Scraper converting public officials' asset declaration PDFs into CSV files, using Bash, Scrapy and Saxon.

Primary LanguageRuby

Asset Declaration Scrapper

This project is used to get the information available on http://declaration.gov.ge, regarding Georgian public officials' asset declarations. Once the program (which consists in running a bunch of scripts) is done running, CSV files of both Georgian and English declarations are created. This is a 4-step process, please have a look at each of these steps below for more information.

Prerequisites

Before running any scripts, you need to configure the environment you're running the scripts from.

  1. Open ./scripts/complete.sh and update the following variables:
  • BRANCH - choose the Github branch you want your project to be updated from.
  1. Create a MySQL database, and indicate its inforamtion details into ./scripts/database.yml. Once the declarations have been downloaded and converted into XML files, they will be imported into this MySQL database.

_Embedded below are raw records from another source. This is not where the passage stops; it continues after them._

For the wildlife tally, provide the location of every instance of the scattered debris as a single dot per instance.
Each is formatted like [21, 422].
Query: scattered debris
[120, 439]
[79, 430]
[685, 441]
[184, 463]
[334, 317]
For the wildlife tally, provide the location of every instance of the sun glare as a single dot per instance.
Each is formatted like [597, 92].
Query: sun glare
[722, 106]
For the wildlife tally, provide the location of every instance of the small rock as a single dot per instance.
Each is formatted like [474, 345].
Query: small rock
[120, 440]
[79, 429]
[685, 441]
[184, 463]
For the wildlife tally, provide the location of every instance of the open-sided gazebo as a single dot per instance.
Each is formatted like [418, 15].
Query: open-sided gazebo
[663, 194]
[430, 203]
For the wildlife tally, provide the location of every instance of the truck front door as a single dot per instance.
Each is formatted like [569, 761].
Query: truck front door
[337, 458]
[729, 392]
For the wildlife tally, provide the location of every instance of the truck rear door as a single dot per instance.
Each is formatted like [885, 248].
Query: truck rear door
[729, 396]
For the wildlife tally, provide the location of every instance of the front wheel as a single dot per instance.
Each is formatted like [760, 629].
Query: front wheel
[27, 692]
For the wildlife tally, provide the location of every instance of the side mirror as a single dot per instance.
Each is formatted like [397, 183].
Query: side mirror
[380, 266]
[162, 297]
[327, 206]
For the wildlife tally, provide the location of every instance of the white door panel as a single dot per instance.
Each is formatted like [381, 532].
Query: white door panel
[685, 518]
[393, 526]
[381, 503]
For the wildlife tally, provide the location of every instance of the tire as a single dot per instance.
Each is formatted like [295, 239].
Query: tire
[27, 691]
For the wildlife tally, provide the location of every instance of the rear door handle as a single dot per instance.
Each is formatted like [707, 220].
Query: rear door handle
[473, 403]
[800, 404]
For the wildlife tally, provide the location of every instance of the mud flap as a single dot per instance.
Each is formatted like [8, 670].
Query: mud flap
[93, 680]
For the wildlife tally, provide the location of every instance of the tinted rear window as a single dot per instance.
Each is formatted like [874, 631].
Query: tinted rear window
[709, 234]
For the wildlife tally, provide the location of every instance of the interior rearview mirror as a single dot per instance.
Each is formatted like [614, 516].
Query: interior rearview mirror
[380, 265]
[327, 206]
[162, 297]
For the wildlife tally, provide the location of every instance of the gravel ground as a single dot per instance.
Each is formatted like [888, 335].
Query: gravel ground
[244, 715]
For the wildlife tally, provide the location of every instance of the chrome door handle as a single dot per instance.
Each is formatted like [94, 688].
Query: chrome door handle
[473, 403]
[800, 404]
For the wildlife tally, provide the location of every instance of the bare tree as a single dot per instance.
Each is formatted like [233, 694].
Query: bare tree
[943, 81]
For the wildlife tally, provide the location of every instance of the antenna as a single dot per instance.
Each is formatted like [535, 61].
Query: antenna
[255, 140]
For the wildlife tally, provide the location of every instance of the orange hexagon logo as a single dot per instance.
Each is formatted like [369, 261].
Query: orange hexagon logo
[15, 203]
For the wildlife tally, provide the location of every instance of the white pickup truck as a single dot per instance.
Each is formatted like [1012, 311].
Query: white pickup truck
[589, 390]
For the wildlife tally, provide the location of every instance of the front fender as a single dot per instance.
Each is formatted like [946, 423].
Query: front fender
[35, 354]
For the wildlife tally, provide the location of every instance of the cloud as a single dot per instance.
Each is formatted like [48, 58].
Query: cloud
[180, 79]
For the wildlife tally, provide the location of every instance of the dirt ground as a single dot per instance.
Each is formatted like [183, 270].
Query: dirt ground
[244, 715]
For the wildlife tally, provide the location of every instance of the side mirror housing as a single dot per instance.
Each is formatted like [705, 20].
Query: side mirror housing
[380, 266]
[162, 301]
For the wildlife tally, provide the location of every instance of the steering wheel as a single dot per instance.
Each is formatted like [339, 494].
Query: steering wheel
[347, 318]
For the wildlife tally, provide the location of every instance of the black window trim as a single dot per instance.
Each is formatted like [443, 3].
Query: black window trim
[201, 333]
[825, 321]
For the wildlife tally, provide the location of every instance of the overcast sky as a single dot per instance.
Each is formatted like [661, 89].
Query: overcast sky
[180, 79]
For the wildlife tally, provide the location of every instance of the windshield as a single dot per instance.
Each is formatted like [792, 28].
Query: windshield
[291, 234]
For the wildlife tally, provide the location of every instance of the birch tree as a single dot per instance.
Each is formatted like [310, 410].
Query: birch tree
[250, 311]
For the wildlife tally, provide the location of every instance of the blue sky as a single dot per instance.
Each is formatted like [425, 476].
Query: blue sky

Save and close this file once you are done.

Running the scripts

To run the entire process (all the 4 steps), run the following script, from the root of the project:

./scripts/complete.sh

If you want to run each steps individually. Please follow the following:

  1. This first step update the project with the latest changes from the Github repository. Once the update is done, this step will package the Java project into a JAR file, and copy it to the 'scripts' folder. This JAR file will be called later in xmltocsv.sh

./scripts/checkoutAndPackageApp.sh <list of declaration ids>

  1. This step consists of grabbing all the declaration ids from http://declaration.gov.ge. Once this is done, this list will be compared with another list, 'currentDeclarationsIds' which you'll find in the main folder. A diff will be made between the 2 lists, and the new declaration ids will be determined. They will define the newly uploaded declarations to download.

./scripts/defineNewIds.sh

  1. This step downloads all the PDF files, matching the new list of ids, defined in the step above.

./scripts/downloadpdf.sh

  1. This step converts PDF files, into XML files, using the version 0.16.7 of Poppler's PDFTOHTML tool.

./scripts/toxml.sh <pdf folder> <xml folder>

where:

  • <pdf folder> is the full path where the PDF files that will be read are.
  • <xml folder> is the full path where the generated XML files will be written in.
  1. This step archive all the XML and PDF files in the 'archive' folder, along with the older declarations that were downloaded and processed before.

./scripts/archive.sh

  1. This step runs a Ruby program, that will create several MySQL tables, and scrapes all the information available in the XML files, in order to inport them into a MySQL database.

ruby ./scripts/export_assets-declarations.rb

  1. Based on the imported data in the MySQL database, this step will generate an SQL file, 'RepresentativeTableUpdate.sql', to be run on myparliament.ge database, in order to update each MP's profile.

ruby ./scripts/create-sql-script.rb

  1. If 'RepresentativeTableUpdate.sql' has been created successfully, this last step will scp this file to myparliament.ge server, and remotely run it against the website's database.

./scripts/sshToShenmartavServer.sh

Other scripts

There are other scripts that have been written to respond to the need of various TIG staff members.

  1. 'export_to_csv.rb' has been written to export all the information about several declarations, into CSV files. Before running this script, make sure you provide a list of "Position", among those you can find in the drop down list, in the search section of declaration.gov.ge, into 'scripts/input.csv' (rename the provided sample file)

ruby ./scripts/export_to_csv.rb